I couldn’t face being in that apartment, it didn’t make sense without her so I came up with my little arrangement here. ’
We are silent for a moment. It’s like all the noise and bustle of the restaurant quietens as we try to find our way back to our conversation.
‘My point is, Ava, I know how it feels, to be on the precipice of something that scares you. And I think – no, I know – that you have been numbed to the possibility of feeling something other than sadness for far too long, and that you have told yourself, subconsciously or not, that this numbness is your last bastion of grief. But Florian has scuppered your plan because you do feel something with him, you feel everything with him. You said it before the last time you visited me, you said, “I just feel.” It wasn’t an unfinished sentence, it was everything you wanted to say: he makes you feel.
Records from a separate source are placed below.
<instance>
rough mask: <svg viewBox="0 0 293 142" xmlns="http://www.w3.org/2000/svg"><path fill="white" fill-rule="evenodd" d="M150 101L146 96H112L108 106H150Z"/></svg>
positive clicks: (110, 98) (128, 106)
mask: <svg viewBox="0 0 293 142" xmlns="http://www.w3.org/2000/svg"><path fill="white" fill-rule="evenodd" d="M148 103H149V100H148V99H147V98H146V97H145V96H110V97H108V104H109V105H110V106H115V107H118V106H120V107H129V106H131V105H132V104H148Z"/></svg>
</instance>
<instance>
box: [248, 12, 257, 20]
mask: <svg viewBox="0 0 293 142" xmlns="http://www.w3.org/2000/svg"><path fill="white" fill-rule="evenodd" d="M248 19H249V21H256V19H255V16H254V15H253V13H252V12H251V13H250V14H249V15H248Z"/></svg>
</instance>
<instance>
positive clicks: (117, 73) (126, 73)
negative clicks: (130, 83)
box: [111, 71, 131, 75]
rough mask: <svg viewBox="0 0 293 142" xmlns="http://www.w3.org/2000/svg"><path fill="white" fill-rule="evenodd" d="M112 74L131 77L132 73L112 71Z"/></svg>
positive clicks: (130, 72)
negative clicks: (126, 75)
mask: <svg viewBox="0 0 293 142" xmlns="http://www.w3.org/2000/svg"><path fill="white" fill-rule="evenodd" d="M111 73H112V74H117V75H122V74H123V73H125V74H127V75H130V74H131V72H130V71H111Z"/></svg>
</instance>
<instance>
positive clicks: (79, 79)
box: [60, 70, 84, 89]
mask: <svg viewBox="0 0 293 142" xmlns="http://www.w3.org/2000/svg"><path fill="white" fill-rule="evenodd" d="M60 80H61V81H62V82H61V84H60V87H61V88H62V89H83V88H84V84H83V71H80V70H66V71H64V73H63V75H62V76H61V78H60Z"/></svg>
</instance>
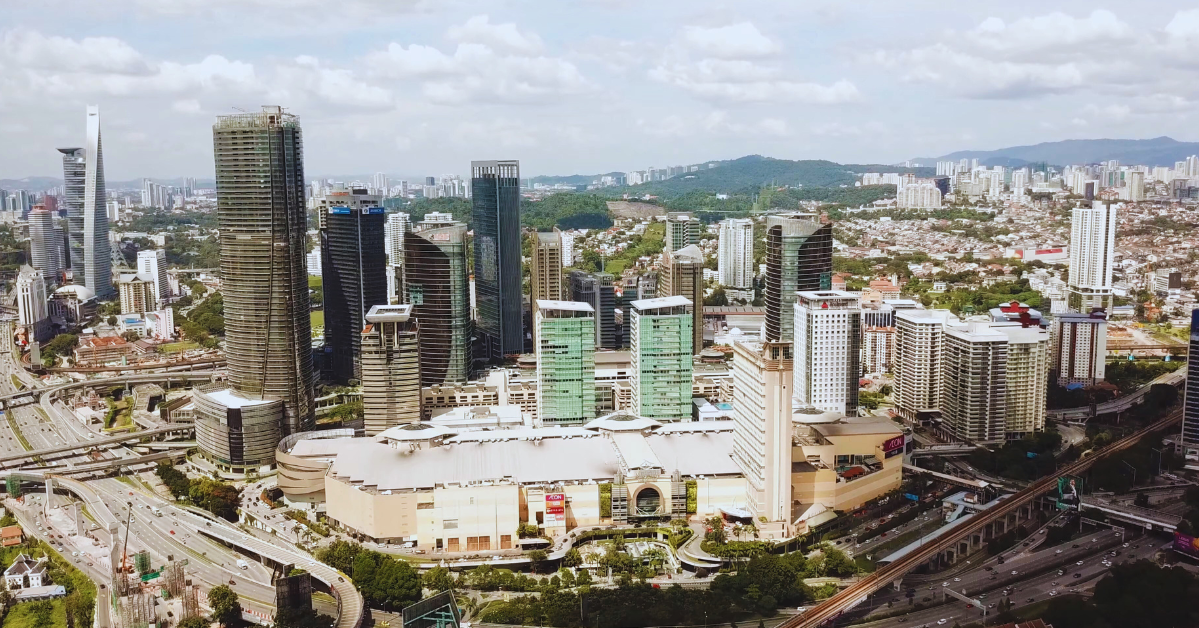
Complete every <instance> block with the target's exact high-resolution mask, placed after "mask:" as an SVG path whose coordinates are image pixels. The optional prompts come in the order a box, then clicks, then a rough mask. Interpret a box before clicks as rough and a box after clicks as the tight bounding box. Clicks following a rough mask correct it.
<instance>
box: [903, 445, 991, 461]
mask: <svg viewBox="0 0 1199 628" xmlns="http://www.w3.org/2000/svg"><path fill="white" fill-rule="evenodd" d="M976 449H978V447H976V446H974V445H933V446H930V447H917V448H915V449H912V451H911V453H910V454H909V455H910V457H911V458H923V457H926V455H939V457H953V455H970V454H971V453H974V452H975V451H976Z"/></svg>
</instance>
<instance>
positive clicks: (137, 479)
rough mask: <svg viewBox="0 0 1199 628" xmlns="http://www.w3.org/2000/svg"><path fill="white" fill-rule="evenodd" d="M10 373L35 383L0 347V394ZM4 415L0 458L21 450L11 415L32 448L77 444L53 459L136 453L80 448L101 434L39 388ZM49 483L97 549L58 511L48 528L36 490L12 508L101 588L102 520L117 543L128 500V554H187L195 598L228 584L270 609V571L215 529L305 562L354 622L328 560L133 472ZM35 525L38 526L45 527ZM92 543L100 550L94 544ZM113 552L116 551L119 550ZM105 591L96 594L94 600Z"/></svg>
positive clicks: (238, 540) (105, 570)
mask: <svg viewBox="0 0 1199 628" xmlns="http://www.w3.org/2000/svg"><path fill="white" fill-rule="evenodd" d="M13 376H16V378H18V379H19V380H20V381H22V386H23V387H26V388H28V387H35V386H37V381H36V380H35V379H34V378H32V376H31V375H29V374H28V373H25V372H24V369H22V368H20V367H19V366H18V364H17V363H16V362H14V361H13V358H12V354H11V351H8V350H5V351H0V395H2V394H8V393H14V392H18V390H19V388H17V386H16V385H14V384H13V381H12V380H13ZM114 381H116V380H114ZM10 415H11V417H6V419H7V421H4V422H0V435H2V436H0V457H5V455H7V454H22V453H24V452H25V451H26V447H25V445H23V443H22V440H20V437H19V436H18V435H17V434H14V433H13V430H12V427H11V425H12V424H11V423H10V421H11V422H14V423H16V425H17V429H18V430H19V433H20V435H22V436H23V437H24V439H25V441H26V443H28V446H29V448H31V449H43V448H52V447H59V446H70V445H78V446H79V452H80V453H78V454H74V455H71V454H65V455H62V457H61V458H59V459H56V460H55V463H59V464H66V465H72V464H76V465H77V464H82V463H90V461H94V460H96V457H100V458H101V459H116V458H132V457H135V455H137V454H134V453H133V452H132V451H129V449H128V448H127V447H114V448H110V449H107V451H104V452H101V453H94V454H89V453H85V452H88V451H89V449H92V448H94V443H95V442H96V441H97V440H100V439H103V437H104V436H106V435H104V434H102V433H101V431H100V429H98V427H96V425H85V424H83V423H82V422H80V421H79V419H78V418H77V417H76V415H74V412H72V411H71V410H70V409H67V407H66V406H65V405H64V404H62V401H61V400H56V399H54V395H50V394H42V395H41V399H40V403H38V404H24V405H10ZM22 466H24V467H25V469H30V470H35V471H36V470H37V469H38V467H36V466H32V465H29V464H26V465H22ZM55 482H56V483H58V484H59V485H60V487H64V488H66V489H68V490H71V491H72V493H73V494H76V495H77V496H79V497H82V499H83V500H84V502H85V505H86V511H85V512H86V514H88V517H89V518H90V519H92V520H94V521H95V524H97V530H95V531H91V532H90V533H91V536H94V537H95V538H96V539H97V541H98V542H100V545H98V547H97V545H96V544H95V543H94V542H92V541H91V539H90V538H88V537H82V536H77V535H74V525H73V524H71V525H70V526H64V525H61V520H65V517H61V515H60V517H53V515H52V519H54V521H55V523H56V524H59V526H58V527H56V529H52V527H50V524H52V523H50V520H48V519H46V518H44V517H43V514H42V512H43V511H42V508H43V503H44V499H46V497H44V495H42V494H31V495H29V496H28V497H26V499H25V500H24V502H25V503H24V505H23V506H24V507H20V506H18V507H17V508H14V514H16V515H17V517H18V520H19V521H20V523H22V524H23V527H24V529H25V530H26V533H31V535H34V536H36V537H38V538H41V539H42V541H46V542H54V543H59V544H60V545H56V549H59V552H60V555H62V556H64V557H65V558H66V560H68V561H73V563H74V564H76V567H78V568H80V569H82V570H83V572H84V573H86V574H88V576H89V578H91V579H92V580H94V581H95V582H96V584H97V586H100V587H101V588H103V590H106V591H107V585H108V584H109V582H110V578H112V575H110V573H109V568H108V567H109V564H108V560H109V558H108V556H109V552H112V551H113V547H112V545H113V542H114V539H113V538H110V536H109V533H108V527H109V524H112V523H116V524H118V527H119V532H118V543H121V542H123V539H125V524H126V521H127V520H129V518H128V514H129V506H128V505H129V503H132V509H133V517H132V520H131V521H129V535H128V555H129V556H132V555H133V554H134V552H135V551H138V550H143V549H145V550H147V551H149V552H150V554H151V556H152V562H153V566H155V567H158V566H161V564H163V563H164V562H165V561H167V560H168V558H169V557H173V558H174V560H183V558H186V560H187V561H188V564H187V567H186V569H187V575H188V576H189V578H192V579H193V581H194V582H195V584H198V585H200V586H201V604H203V602H204V600H203V594H204V593H205V592H206V591H207V588H210V587H212V586H216V585H219V584H228V585H230V586H233V588H234V590H235V591H236V592H237V594H239V597H240V598H241V603H242V606H243V608H245V609H247V610H252V611H257V612H258V614H260V615H263V616H270V615H273V610H275V609H273V605H275V604H273V599H275V587H273V585H272V584H271V581H272V574H271V572H270V570H269V569H267V568H266V567H264V566H263V564H261V563H259V562H257V561H255V560H254V555H252V554H249V552H246V554H239V552H236V551H234V550H231V549H230V548H228V547H225V545H224V544H221V543H218V542H216V541H212V539H210V538H209V537H207V535H211V533H213V532H219V533H221V535H225V536H229V537H230V538H233V539H236V541H237V542H239V544H240V545H242V547H251V548H259V550H260V551H263V552H271V555H276V556H279V557H281V561H287V562H289V563H293V564H295V566H296V567H302V568H306V569H308V570H309V572H311V573H313V575H315V576H317V578H319V579H320V580H324V581H326V582H330V584H332V585H333V587H335V588H336V590H337V591H338V593H339V594H341V596H342V598H343V600H347V602H348V604H345V606H347V608H345V612H343V614H342V616H341V617H339V618H338V620H339V621H338V623H337V626H338V628H353V627H354V626H356V624H357V623H359V621H360V617H361V597H360V596H359V594H357V592H356V591H354V588H353V585H351V584H350V582H349V581H348V579H345V578H343V576H342V575H341V574H338V573H336V572H335V570H333V569H331V568H329V567H327V566H324V564H321V563H318V562H315V561H314V560H313V558H312V557H311V556H309V555H307V554H305V552H302V551H300V550H297V549H296V548H295V547H294V545H289V544H288V543H285V542H283V541H279V539H273V538H271V537H270V536H266V535H264V537H265V538H258V537H253V536H252V535H251V533H248V532H245V531H242V530H239V529H237V527H234V526H231V525H228V524H227V523H224V521H221V520H217V519H215V518H211V515H207V517H203V515H200V514H197V513H195V512H192V511H189V509H185V508H180V507H176V506H175V505H173V503H169V502H168V501H165V500H163V499H162V497H159V496H158V495H157V494H156V493H155V491H153V490H152V488H151V487H150V485H149V484H147V483H146V481H144V479H141V478H139V477H138V476H137V475H134V476H132V477H121V478H102V479H91V481H88V482H78V481H67V479H64V478H56V479H55ZM54 500H55V506H58V507H61V506H62V505H65V503H67V501H68V499H67V497H64V496H61V495H56V496H55V497H54ZM152 508H158V509H159V512H161V513H162V514H161V517H158V515H155V514H152ZM60 514H61V513H60ZM38 524H42V525H44V526H46V527H44V530H43V529H42V527H41V526H40V525H38ZM213 526H216V527H213ZM201 531H203V532H201ZM64 532H66V533H64ZM97 548H101V549H100V550H97ZM72 551H78V552H79V556H72V554H71V552H72ZM97 551H103V554H102V556H101V555H97ZM115 551H118V552H120V548H118V549H116V550H115ZM85 552H90V554H85ZM101 557H103V561H101ZM239 558H242V560H245V561H246V562H247V564H248V567H247V568H246V569H241V568H239V566H237V560H239ZM101 585H103V586H101ZM104 597H106V596H101V598H104ZM101 602H104V600H103V599H101V600H97V609H100V606H106V608H104V609H100V610H97V617H98V618H100V621H98V622H97V626H101V627H104V626H110V623H108V624H106V623H104V622H106V621H110V617H109V616H108V614H107V612H106V611H107V610H108V609H107V605H106V604H102V603H101ZM355 606H357V608H355Z"/></svg>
And how utterly terrifying it is to feel again.
’ The tears start to slip down my face and I let them go.
‘You’re rather wise, you know.’ I sniff back the sob.
‘I try my best.’
I shake away the emotion, steeling myself at the memory of how he looked when he left last night. ‘You should have seen his face yesterday, he’s done, I’ve ruined whatever it was that we had or could have had.’
She squeezes my hand again and I look at hers, her skin, the thickness of tracing paper, weighed down with a multitude of silver rings.
‘I don’t claim to know much about men but I do know, in my bones, that if you showed up at his exhibition tonight in a low-cut dress with a sort of sad little smile on your face then he would forget everything he said fairly quickly. ’
‘And then what, what do we do after that?’
‘What’s with the labels, the destinations? You don’t do, you just be.’